Birds sang in the trees, and a pair of rust red squirrels chased each other, leaping from branch to branch like trapeze artists.
Somewhere in the distance, a peal of bells rang out in joyful clamour: the end of the morning service in Calstock, probably.
There would be no church service at Brockdene today. The intended celebrant had bled to death or choked on his own blood—but Alec was not going to speculate on the precise medical cause of his departure to a better world, nor on who had sent him there.
He took his pipe from his pocket … and put it back again. Much as he longed for a smoke, it would somehow be disrespectful to the dead, a feeling he had encountered before. To distract himself, from that and from the irrepressible instinct to detect, he took a turn around the chapel.
Patches of evergreen bushes, laurels, and rhododendrons, grew on each side, but there was room to pass between thicket and wall.
Behind the chapel, the ground fell away abruptly in quite a high cliff, fifty or sixty feet, with a mud flat at the bottom.
The river was a muddy brown after the gale and heavy rains, turbulent, with quite a bit of debris racing seaward on what looked like an ebb tide.
The opposite bank, bordered with yellowed reeds, was much lower, a gentle hillside dotted with red Devonshire cattle.
“Alec!” It was Daisy’s apprehensive voice. “Alec, where are you?”

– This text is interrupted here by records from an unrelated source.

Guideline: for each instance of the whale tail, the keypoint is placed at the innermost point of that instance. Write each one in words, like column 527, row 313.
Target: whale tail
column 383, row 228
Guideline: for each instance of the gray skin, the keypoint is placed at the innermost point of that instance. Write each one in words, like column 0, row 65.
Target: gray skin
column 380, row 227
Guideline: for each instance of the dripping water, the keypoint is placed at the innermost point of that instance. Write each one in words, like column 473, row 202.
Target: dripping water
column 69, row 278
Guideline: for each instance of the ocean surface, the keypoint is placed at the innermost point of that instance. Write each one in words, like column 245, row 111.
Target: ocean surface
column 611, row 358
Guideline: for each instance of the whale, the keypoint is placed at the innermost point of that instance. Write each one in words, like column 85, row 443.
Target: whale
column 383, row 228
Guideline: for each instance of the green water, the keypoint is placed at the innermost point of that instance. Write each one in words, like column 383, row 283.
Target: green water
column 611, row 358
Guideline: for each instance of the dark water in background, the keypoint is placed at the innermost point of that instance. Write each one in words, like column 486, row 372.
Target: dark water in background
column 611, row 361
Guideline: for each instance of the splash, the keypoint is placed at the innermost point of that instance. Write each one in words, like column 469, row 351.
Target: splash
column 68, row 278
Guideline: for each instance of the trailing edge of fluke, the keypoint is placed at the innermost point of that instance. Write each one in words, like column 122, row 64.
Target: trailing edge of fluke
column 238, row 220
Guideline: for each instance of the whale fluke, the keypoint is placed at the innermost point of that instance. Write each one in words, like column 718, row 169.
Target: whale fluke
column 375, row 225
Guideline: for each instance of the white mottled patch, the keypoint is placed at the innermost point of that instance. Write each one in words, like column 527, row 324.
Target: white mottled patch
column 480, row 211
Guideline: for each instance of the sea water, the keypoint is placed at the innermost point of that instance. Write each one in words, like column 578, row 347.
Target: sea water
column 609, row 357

“Here. Coming.” He hurried round to the front.
Daisy flung herself into his arms and hugged him tightly. “Gosh, darling, I was afraid you’d been done in, too.”
“Too? I suppose the captain couldn’t keep his mouth shut.”
“So Calloway has been murdered. How dreadful! Captain Norville and Mr. Tremayne just told us he had died.”
Alec groaned. “And I’ve just told you he was done in!”